At the end of a typical work day, do you find yourself doing a lot, accomplishing little (or not as much as you would have liked!) and yet feeling utterly exhausted? It’s midweek and yet you are counting the days till the weekend arrives. Chances are that you must have been multitasking like most of the busy girl bosses, female entrepreneurs, students, busy working from home moms!
There is just so much to do and yet not enough time! As a result, one thing you find people doing often is multitasking.
What Does Multitasking Look Like in a Busy Woman’s Life!
Look at your desk! There would be memos, books, files, bills to pay and file, and the ubiquitous empty cups of coffee (unless you happen to be a neat freak toeing the lines of OCD!) Now, let’s move to your computer. If you happen to be a multitasker, chances are that there would be multiple tabs open in your browser and lots of sub folders in your main folders, lots of sites added to the ‘favorites’ icon in your browser. Similarly, in your social media feeds, you would have ‘liked’ and ‘followed’ many pages and people.
Why Do People Multitask
Ours is a work culture that revers people who are able to get a lot done quickly. Workers and students who might be more focused on quality than quantity are not valued. As a result of these faulty expectations, people start multitasking as a response.

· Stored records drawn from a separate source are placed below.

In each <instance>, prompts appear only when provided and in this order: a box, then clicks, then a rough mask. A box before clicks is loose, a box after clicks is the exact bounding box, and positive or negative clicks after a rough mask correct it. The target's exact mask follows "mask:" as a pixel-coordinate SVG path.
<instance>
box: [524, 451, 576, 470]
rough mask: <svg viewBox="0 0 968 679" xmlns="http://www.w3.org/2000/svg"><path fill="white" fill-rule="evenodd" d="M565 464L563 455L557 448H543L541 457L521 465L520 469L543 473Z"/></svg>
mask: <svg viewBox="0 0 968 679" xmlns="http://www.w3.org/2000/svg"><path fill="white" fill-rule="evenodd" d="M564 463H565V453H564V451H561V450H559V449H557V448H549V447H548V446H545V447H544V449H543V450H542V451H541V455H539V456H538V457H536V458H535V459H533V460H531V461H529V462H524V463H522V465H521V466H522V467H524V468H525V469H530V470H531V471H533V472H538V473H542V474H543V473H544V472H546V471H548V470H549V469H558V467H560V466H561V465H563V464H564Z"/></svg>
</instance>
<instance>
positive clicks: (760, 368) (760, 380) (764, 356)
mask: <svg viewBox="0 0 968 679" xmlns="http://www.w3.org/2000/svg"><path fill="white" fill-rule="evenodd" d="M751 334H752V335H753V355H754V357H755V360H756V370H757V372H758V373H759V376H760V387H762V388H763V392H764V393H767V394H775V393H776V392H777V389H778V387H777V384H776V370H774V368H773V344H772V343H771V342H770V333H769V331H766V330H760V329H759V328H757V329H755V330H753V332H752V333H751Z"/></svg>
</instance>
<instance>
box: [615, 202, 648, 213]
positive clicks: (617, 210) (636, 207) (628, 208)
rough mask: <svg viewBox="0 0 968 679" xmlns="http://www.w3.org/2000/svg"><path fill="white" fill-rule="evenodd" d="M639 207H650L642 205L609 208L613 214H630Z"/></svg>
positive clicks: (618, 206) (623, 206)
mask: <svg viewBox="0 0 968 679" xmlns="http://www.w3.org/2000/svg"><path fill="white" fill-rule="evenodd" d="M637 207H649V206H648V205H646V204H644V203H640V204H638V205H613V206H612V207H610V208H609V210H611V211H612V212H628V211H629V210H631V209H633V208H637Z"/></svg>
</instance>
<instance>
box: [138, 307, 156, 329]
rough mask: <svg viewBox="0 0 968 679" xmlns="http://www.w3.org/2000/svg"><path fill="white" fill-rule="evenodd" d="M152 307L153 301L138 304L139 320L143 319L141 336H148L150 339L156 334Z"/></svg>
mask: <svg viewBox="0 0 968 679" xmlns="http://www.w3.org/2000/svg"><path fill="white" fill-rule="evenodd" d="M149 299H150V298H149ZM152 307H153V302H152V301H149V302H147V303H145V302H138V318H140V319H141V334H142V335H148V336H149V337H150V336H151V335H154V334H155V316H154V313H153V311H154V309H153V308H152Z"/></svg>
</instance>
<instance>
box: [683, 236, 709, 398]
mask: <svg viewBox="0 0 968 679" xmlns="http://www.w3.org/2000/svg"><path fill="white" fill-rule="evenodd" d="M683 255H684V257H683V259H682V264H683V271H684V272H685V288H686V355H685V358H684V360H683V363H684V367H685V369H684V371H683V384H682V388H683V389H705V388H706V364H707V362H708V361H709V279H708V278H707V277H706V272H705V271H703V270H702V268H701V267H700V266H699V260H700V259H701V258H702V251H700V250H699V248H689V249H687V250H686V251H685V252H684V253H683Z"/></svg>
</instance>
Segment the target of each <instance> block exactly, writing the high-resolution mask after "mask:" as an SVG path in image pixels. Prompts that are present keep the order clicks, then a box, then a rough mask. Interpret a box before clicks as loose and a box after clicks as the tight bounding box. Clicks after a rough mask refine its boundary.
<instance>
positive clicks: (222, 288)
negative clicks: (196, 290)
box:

During your work time, you would be switching gears between work and personal chores, following your social media feeds, checking and re-checking your emails and responding to them. We all have a lot to do on day-to-basis, lots of commitments, roles to play, hats to wear and expectations to fulfill. And we try to do our best in terms of making the most in terms of fulfilling all these roles and demands.
That’s why we end up multitasking. For most parts, we end up getting a lot done, meeting most of the expectations associated with us. Multitasking makes us feel in control, on top of things and efficiently. But is it really all that!
What Multitasking Actually Does
When we are multitasking, we are getting a lot done! But this is a faux sense of control! By the end of the day, we end up feeling exhausted. And after a while, things end up getting messy and chaotic. We end up falling behind deadlines and making mistakes. Multitasking starts hurting our productivity. It doesn’t help us do quality work and merely helps us get the tasks done. So, multitasking won’t help in situations where we are required to do deeper, intuitive, original and our best work! So what is needed instead?
Mindfulness VS. Multitasking
If you want to be good nay the best at what you do, you need to go deep and get engaged in your work through mindfulness. You have to resist the urge to squeeze in a lot of tasks in an hour, a day or a week and learn to approach work through the approach of mindfulness. This means prioritizing, organizing, categorizing, systemizing, synthesizing, and strategizing your work and personal life.
Take a project and execute tasks one by one. Just focus all your attention and energies on that oe task before moving on to the other. You would discover that you may end up doing lesser things at a time and yet:
- You would have more clarity about how to go about things.
- You would have more focus and precision.
- You would be able to minimize errors and re-doing things.
- Your completion time would improve significantly.
- At the end of the day, you won’t feel exhausted.
- You would more accomplished, fulfilled and less drained out!
How does these outcome sound?
To Sum Up
You would realize that multitasking doesn’t work long term; it has shallow gains. Ultimately, it’s the deep, intuitive thought and work process, mindfulness towards work and life that helps us do our best work.